Checksims / checksims

Software Similarity Detection to identify academic dishonesty
Other
7 stars 5 forks source link

Consecutive algorithm runs share mutable state on the same Submission #19

Closed dmurvihill closed 9 years ago

dmurvihill commented 9 years ago

Create a test submission s1 with the text testtest and character tokenization, and another submission s2 with the phrase test and the same tokenization. Set all tokens of first occurrence of string test in s1 and s2 as invalid, then run S-W on s1 and empty. Four tokens in s1 will match, even though there should be no match.

This issue is caused by the fact that client code is able to alter token validity in a Submission. Can we make the Submission token lists immutable?

mheon commented 9 years ago

So, as of right now, it's the responsibility of every algorithm to clone a copy of the token list to work on. If they don't, the token list will be shared across multiple comparisons. In cases like Line Comparison, the input token list isn't really modified at all, so this doesn't matter. It would probably be safer to automatically make a copy of the token list every time we run a comparison.

The most logical place to add this would probably be in Similarity Detection worker (https://github.com/Checksims/checksims/blob/master/src/main/java/net/lldp/checksims/util/threading/SimilarityDetectionWorker.java).

dmurvihill commented 9 years ago

Here is a MWE.

    @Test
    public void tmp() throws InternalAlgorithmError, TokenTypeMismatchException {
        GreedyStringTiling instance = GreedyStringTiling.getInstance();
        Submission s1 = charSubmissionFromString("s1", "testtest");
        Submission s2 = charSubmissionFromString("s2", "test");
        Submission s3 = charSubmissionFromString("Empty", "");
        final TokenList aTokens = s1.getContentAsTokens();
        final TokenList bTokens = s2.getContentAsTokens();

        final Iterator<Token> aIt = aTokens.iterator();
        final Iterator<Token> bIt = bTokens.iterator();

        while(aIt.hasNext() && bIt.hasNext()) {
            final Token aTok = aIt.next();
            final Token bTok = bIt.next();
            if(aTok.equals(bTok)) {
                aTok.setValid(false);
                bTok.setValid(false);
            }
        }

        SmithWaterman sw = SmithWaterman.getInstance();
        AlgorithmResults results = sw.detectSimilarity(s1, s3);
        checkResultsNoMatch(results, s1, s3);
    }
dmurvihill commented 9 years ago

I agree that the best way to approach this is by operating on copies of the TokenLists, but it would be better to force this behavior by reducing mutability in the Submission class itself, rather than worrying about safety in all of the client code that accesses it.

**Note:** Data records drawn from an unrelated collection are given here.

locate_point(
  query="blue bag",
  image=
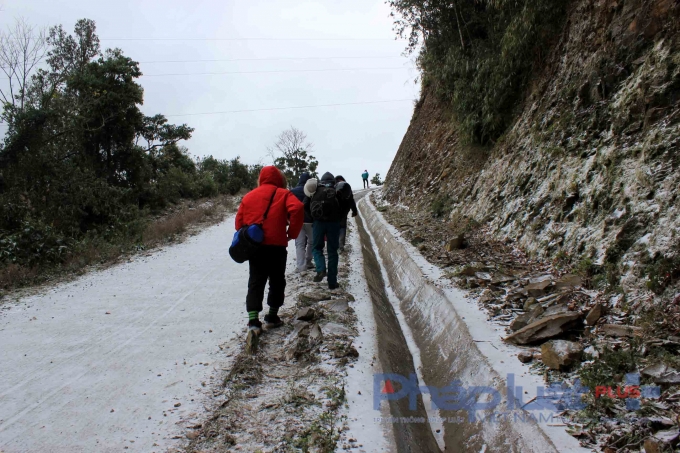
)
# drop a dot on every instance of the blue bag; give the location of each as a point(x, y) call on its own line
point(248, 239)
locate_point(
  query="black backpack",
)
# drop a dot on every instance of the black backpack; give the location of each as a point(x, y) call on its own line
point(324, 204)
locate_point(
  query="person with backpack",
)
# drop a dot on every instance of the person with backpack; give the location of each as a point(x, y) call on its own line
point(303, 243)
point(281, 217)
point(325, 207)
point(364, 176)
point(343, 189)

For example, I am working on Running Karp-Rabin Greedy String Tiling, and my test class starts like this:

    private final GreedyStringTiling instance = GreedyStringTiling.getInstance();
    private static final Submission test = charSubmissionFromString("test", "test");
    private static final Submission empty = charSubmissionFromString("empty", "");
    private static final Submission typeMismatch =
            whitespaceSubmissionFromString("type mismatch", "this is a whitespace thing");

I believe that I should be able to do this and expect that my tests will be orthogonal. At present I have no such guarantee, and simply adding safety code in SimilarityDetectionWorker would not provide it.

mheon commented 9 years ago

As of right now, we have ImmutableToken, and the ability to create an "immutable copy" of a TokenList (not actually a separate class... should look into refactoring that at some point). Perhaps an ImmutableSubmission wrapper should be added as well, ensuring that the TokenList returned by getTokenList() is immutable.

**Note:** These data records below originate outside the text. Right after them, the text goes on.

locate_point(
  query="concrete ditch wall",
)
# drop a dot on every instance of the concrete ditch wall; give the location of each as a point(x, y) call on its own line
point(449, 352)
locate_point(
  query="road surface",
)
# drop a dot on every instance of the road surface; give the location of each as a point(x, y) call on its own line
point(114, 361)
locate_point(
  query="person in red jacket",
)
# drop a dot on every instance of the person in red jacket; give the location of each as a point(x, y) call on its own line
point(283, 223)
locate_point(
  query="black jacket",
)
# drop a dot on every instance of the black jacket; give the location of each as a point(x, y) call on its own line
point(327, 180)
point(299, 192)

The SimilarityDetector interface could then be refactored to only work on ImmutableSubmission (and possibly the SubmissionPreprocessor interface as well).

Thoughts?

dmurvihill commented 9 years ago

Why is Submission mutable at all? What logic depends on mutable state contained in Submission?

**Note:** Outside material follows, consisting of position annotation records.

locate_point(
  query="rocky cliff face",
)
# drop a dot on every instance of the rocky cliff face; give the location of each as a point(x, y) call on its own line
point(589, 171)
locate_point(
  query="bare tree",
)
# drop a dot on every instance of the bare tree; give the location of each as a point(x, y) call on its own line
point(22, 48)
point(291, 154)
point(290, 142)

mheon commented 9 years ago

Submission itself is actually entirely immutable. However, it holds a generic TokenList which has no guarantee of immutability, and allows this list to be retrieved at will.

We could potentially make the TokenList in Submission always immutable. This might break some existing code, but it would seem to be the right thing to do.

dmurvihill commented 9 years ago

I think that's the way to go. I'll guarantee that `Submission.tokenList' is immutable, and modify all accessors to return a mutable copy, and fix any resulting test failures. Sound good?

mheon commented 9 years ago

I almost feel like you shouldn't bother making the accessors return mutable copies unless you need to. Try it without and see what breaks... If it's not too much, we can just fix that. I'm slightly concerned about spending too much time copying token lists if every access is a copy.

dmurvihill commented 9 years ago

Fair enough, I will do that.